Scientists Build Robot Cockroaches

The brain of an insect isn't very big, but bugs in a swarm are somehow able to make decisions of startling complexity. Bees, ants and cockroaches build labyrinthine hives with thousands of workers performing highly specialized tasks, all done without a foreman or vice president or even a blueprint in sight. How insects manage these feats has been shrouded in mystery.

Insight, however, is now coming from an odd source: robotic cockroaches. Scientists in Belgium spent months building robotic versions of the dreaded vermin and then let them loose in a community of real roaches. The robots not only blended in with their biological cousins, they acted as proxies for the scientists, influencing the roach community's collective decisions to search for the best resting location. The study is to be published in tomorrow's issue of the journal Science. "When you make a robot that behaves like a living organism and both influences behavior and is in turn influenced itself, you've made a big step forward," says Stephen Pratt, a biology professor at Arizona State University who is unaffiliated with the research.

The ultimate goal of the research is to figure out how the simple behavior of individuals gives rise to a complex collective decision. The principle, called emergence, is fundamental to life. What is the relationship between each bee's individual motion and the hive's overall success? How do millions of brain cells give rise to thought? "Anything that helps us better understand the principles of emergence is going to be important," says Pratt. The roach is a good launching point toward these big questions because its social system is simple enough for scientists to study mathematically.

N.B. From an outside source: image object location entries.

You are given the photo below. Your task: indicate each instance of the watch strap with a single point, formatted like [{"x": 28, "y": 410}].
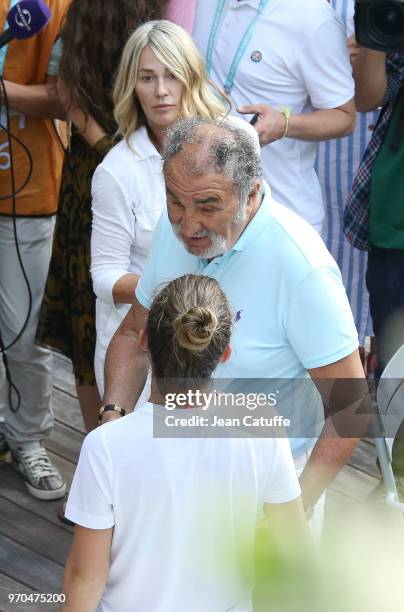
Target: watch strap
[{"x": 112, "y": 408}]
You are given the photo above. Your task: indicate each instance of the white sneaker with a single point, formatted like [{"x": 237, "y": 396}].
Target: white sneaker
[
  {"x": 3, "y": 444},
  {"x": 42, "y": 479}
]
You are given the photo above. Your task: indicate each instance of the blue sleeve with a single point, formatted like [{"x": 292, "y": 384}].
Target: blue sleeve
[
  {"x": 147, "y": 284},
  {"x": 54, "y": 60},
  {"x": 395, "y": 75},
  {"x": 318, "y": 321}
]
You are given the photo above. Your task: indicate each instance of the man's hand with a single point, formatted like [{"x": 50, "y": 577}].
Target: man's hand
[
  {"x": 316, "y": 126},
  {"x": 108, "y": 416},
  {"x": 344, "y": 391},
  {"x": 36, "y": 100},
  {"x": 271, "y": 123}
]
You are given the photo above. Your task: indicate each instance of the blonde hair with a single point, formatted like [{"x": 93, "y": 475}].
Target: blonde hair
[
  {"x": 174, "y": 48},
  {"x": 189, "y": 328}
]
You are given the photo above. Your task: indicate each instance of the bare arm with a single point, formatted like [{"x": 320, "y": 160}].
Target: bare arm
[
  {"x": 36, "y": 100},
  {"x": 316, "y": 126},
  {"x": 285, "y": 544},
  {"x": 344, "y": 389},
  {"x": 288, "y": 519},
  {"x": 123, "y": 291},
  {"x": 86, "y": 569},
  {"x": 126, "y": 363},
  {"x": 369, "y": 71}
]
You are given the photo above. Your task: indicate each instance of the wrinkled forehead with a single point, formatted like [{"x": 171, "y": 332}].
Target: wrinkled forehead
[{"x": 185, "y": 176}]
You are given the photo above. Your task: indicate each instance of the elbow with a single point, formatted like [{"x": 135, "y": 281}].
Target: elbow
[
  {"x": 349, "y": 125},
  {"x": 366, "y": 104}
]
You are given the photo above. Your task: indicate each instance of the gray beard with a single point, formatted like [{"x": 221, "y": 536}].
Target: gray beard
[{"x": 218, "y": 243}]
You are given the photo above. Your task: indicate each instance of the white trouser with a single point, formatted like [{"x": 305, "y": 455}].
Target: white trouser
[
  {"x": 316, "y": 521},
  {"x": 30, "y": 365}
]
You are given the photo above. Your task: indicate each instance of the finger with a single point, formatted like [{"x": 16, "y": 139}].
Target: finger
[{"x": 250, "y": 109}]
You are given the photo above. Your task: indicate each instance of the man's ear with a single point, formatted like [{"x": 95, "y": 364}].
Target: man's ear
[
  {"x": 253, "y": 193},
  {"x": 143, "y": 340},
  {"x": 226, "y": 354}
]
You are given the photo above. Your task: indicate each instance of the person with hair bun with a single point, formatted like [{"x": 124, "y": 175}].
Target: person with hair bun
[
  {"x": 161, "y": 77},
  {"x": 169, "y": 523}
]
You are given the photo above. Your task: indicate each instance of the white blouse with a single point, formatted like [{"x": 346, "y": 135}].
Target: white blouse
[{"x": 128, "y": 194}]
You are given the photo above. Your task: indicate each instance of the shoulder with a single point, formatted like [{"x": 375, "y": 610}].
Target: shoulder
[
  {"x": 308, "y": 16},
  {"x": 299, "y": 238}
]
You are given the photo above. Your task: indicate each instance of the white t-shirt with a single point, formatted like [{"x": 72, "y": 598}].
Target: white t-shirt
[
  {"x": 184, "y": 512},
  {"x": 303, "y": 64},
  {"x": 128, "y": 196},
  {"x": 128, "y": 193}
]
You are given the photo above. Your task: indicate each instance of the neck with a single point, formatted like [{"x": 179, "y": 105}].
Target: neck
[
  {"x": 156, "y": 135},
  {"x": 194, "y": 396}
]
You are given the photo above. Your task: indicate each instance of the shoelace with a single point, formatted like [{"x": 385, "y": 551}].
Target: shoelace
[{"x": 37, "y": 463}]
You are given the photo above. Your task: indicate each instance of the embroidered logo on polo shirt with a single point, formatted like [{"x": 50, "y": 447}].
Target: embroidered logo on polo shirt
[
  {"x": 256, "y": 56},
  {"x": 238, "y": 315}
]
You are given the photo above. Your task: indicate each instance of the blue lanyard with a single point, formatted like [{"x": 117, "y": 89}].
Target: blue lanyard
[
  {"x": 228, "y": 86},
  {"x": 3, "y": 51}
]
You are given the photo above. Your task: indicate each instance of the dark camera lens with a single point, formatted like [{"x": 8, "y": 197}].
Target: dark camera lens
[{"x": 387, "y": 18}]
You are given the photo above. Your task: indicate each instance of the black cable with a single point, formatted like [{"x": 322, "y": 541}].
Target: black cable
[{"x": 14, "y": 192}]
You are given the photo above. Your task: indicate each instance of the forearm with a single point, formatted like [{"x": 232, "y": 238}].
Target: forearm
[
  {"x": 321, "y": 125},
  {"x": 123, "y": 291},
  {"x": 88, "y": 127},
  {"x": 82, "y": 593},
  {"x": 369, "y": 70},
  {"x": 126, "y": 367},
  {"x": 35, "y": 100}
]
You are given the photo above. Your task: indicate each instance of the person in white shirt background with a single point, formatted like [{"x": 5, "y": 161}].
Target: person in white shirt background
[
  {"x": 286, "y": 60},
  {"x": 161, "y": 77},
  {"x": 178, "y": 533}
]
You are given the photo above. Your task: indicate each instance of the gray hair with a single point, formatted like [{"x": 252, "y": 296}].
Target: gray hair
[{"x": 228, "y": 150}]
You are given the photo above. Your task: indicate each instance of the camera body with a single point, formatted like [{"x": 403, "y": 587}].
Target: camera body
[{"x": 379, "y": 24}]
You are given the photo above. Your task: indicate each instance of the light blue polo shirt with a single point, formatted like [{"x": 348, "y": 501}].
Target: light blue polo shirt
[{"x": 290, "y": 308}]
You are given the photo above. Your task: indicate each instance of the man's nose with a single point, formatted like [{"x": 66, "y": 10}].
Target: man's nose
[{"x": 161, "y": 87}]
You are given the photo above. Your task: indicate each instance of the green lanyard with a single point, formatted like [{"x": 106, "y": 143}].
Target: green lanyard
[{"x": 245, "y": 41}]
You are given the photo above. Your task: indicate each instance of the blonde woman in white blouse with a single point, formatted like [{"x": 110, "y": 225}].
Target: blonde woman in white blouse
[{"x": 161, "y": 78}]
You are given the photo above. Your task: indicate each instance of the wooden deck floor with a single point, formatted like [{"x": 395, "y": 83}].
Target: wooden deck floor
[{"x": 33, "y": 541}]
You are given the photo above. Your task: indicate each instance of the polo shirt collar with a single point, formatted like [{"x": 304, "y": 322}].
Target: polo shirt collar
[
  {"x": 252, "y": 3},
  {"x": 140, "y": 142},
  {"x": 257, "y": 224}
]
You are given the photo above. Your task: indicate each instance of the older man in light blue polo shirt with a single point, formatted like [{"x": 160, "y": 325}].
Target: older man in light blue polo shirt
[{"x": 292, "y": 316}]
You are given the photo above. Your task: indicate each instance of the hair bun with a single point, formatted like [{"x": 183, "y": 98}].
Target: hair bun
[{"x": 195, "y": 328}]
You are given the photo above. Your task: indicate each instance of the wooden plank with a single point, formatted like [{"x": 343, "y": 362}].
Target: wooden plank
[
  {"x": 29, "y": 567},
  {"x": 13, "y": 489},
  {"x": 63, "y": 377},
  {"x": 38, "y": 534},
  {"x": 65, "y": 442},
  {"x": 364, "y": 459}
]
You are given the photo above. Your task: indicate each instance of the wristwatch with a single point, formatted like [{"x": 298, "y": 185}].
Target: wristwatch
[
  {"x": 112, "y": 408},
  {"x": 308, "y": 511}
]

The first step was to build robots that real roaches would accept as their own. Although the robotic bugs don't look much like the real thing, they act like them in two key ways: they naturally head toward dark areas and are influenced by the presence of other cockroaches. And more important, they smell like roaches. They emit the same molecules that roaches use to identify their kin, giving the robots a unique roach smell. "We could see the cockroaches accepting the robot when it had the right pheromones, touching and climbing on it," says José Halloy, a professor of life sciences at Université Libré de Bruxelles and lead author of the study. "They would never climb on the robots that did not carry the right pheromones."

The next step was getting the robotic and biological roaches to cooperate on common tasks. In experiments, the robots (programmed to act like natural cockroaches) would collectively head toward a dark shelter, mimicking the nocturnal behavior of natural cockroaches. That got the researchers wondering: if you program the robo-roaches to make an inappropriate decision and gravitate toward the lighted shelter, would the real cockroaches follow, going against their natural instincts?

They will, it turned out. Many of the biological roaches subdued their natural tendency to prefer dark places and followed the collective to a lighter shelter. But influence turned out to be a two-way street. On occasion, the real roaches were able to override the programming of their machine counterparts and get them to scurry into dark hiding places. Being social creatures, both the robotic and natural roaches were paying attention to and following after the example set by others. "If we change the group's social feedback, we changed the pattern," says Halloy.

For his next act, Halloy may build a robotic hen that chicks would accept as mom. Since hens are natural leaders, Halloy's robo-hens could come to rule the chicken coop, teaching his researchers something about more complex behaviors in the process. Theoretically it would be possible to create a robot that could influence collective decision-making in humans (think of a swarm of commuters heading for a subway exit). To do this, researchers would have to invent a robot that people would accept. Fortunately, android technology isn't there yet.